1/10
Boring Tricks and Inexistent Treats!
13 December 2009
Warning: Spoilers
Complete failure of a horror that actually has no "raison d'être" whatsoever because only three (I repeat THREE) people die throughout the entire film and two (again, I repeat, TWO) of these three deaths occur off-screen! I've seen Disney Pixar flicks where more characters died. By the way, that was a spoiler warning! What makes all this even worse is the fact that the basic premise actually holds quite a bit of potential and the opening sequences are even intriguingly mysterious and never seen before.
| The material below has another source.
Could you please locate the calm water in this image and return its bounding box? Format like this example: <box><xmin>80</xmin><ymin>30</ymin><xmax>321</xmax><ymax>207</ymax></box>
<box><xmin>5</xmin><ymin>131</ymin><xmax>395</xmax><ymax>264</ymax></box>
A battle ax of a woman hires some men in clean white coats to take away her husband to the loony bin. Several years later – although later specified as exactly four – the man breaks out the asylum on Halloween night (in the lamest imaginable way by dressing up as an elderly woman) and returns homewards with exclusively vengeance on his mind. His evil hag of a wife, who in the meantime re-married the sleazy magician artist David Carradine, is not there on "the night he came home" (copyright John Carpenter's "Halloween") but the cute babysitter is looking after their chubby and unimaginably annoying son, who persists on playing lame pranks (and the bimbo babysitter persists on falling for them as well). It takes literally ages before anything remotely horror-related occurs. The film isn't exactly boring; it's just nothing like a horror/slasher effort. There are numerous pointless interludes to fill up the running time, like a complete narration of the Boy Who Cried Wolf fairy tale and the showing of a horror film within the film, something about Dracula reviving the Frankenstein monster, because two chicks are editing a film the babysitter slash actress starred in. It's not the least bit relevant; it's just another way to kill off a couple of minutes.

I sometimes really wondered if "Trick or Treats" was intended as a comedy, because certain parts are just so incredibly over-the-top and senseless, like the live news reporting from inside the asylum after the escape, but then again other parts as well as the acting performances are so sincere and straight-faced that I think we're supposed to take this rubbish seriously. The chubby 8-year-old amateur magician is literally, hands down, THE most annoying kid ever displayed on screen and, especially with the slow pacing in this film, you just know from the beginning that we won't have the pleasure of watching him die. "Trick or Treats" is a "Halloween" knock-off without any actual slashing going on. It's a lousy and boring movie, completely bloodless and without the slightest form of suspense. The supportive roles of Steve Railsbeck and David Carradine are completely wasted and did I tell you already this piece of junk hardly features any on screen bloodshed? Epic failure, that's what they call this sort of stuff these days on the Internet.